Instructions Jump to Ingredients ↑

  1. Preheat oven to 200 degrees F (105 degrees C). The rack needs to be in the center of your oven for even baking.. Line a baking sheet with baking paper. Have to hand an icing or baking bag fitted with a 1/2 inch (1.25 cm) plain tip.

  2. Beat the egg whites on a medium speed until foamy. Add the cream of tartar and continue to beat until the whiles form soft peaks. Add the sugar, a little at a time, and then continue to beat until the mixture forms stiff peaks. Beat in the vanilla extract. The meringue mixture must hold it form in stiff peaks and, when rubbed between your fingers should not feel gritty to the touch. If it feels gritty some sugar has not dissolved – you can remedy this by beating a little longer until it does feel smooth.

  3. Put the meringue mixture in a pasty bag. Gently create mounds of meringue on the parchment about 2 inches in diameter.

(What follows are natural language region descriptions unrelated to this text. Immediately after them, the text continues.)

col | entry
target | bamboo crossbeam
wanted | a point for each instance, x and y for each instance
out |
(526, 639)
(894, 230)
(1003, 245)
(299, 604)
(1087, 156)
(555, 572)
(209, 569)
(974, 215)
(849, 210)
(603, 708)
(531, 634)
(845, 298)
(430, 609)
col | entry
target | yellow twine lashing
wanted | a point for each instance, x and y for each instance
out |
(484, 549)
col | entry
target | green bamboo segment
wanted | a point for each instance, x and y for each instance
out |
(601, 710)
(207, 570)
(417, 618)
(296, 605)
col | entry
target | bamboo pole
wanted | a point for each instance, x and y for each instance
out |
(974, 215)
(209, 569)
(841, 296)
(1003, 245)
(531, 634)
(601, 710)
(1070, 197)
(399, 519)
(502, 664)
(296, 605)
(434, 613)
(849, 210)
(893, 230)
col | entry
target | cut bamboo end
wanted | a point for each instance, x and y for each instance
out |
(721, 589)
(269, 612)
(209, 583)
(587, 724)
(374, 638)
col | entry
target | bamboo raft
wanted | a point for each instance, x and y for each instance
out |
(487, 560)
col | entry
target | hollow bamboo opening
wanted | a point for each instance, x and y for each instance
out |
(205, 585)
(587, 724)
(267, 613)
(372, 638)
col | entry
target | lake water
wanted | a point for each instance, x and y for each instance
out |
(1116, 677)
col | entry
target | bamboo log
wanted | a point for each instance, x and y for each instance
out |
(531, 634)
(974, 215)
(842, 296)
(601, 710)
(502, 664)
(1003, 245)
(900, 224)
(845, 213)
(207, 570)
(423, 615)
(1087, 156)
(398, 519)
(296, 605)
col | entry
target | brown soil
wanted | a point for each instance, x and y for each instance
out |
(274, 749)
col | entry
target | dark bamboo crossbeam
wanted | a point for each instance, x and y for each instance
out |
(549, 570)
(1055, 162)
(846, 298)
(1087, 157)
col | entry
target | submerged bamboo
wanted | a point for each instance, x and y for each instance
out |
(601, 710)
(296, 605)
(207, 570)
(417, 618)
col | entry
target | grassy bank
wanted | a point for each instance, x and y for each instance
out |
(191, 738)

Then, on top of each, make a smaller mound pulling up slightly to create the little curl (optional).

  4. Once done carefully press two eyes – of whatever type you are using – into the face.

  5. Bake the meringues for approximately 1 – 1 1/2 hours – until they are dry and crispy to the touch. Do not remove from the oven. Instead turn off the oven and open the door and leave the meringues in the oven to finish drying. Best results are overnight but several hours will do the trick.

  6. The Meringue Ghosts will keep several days at room temperature.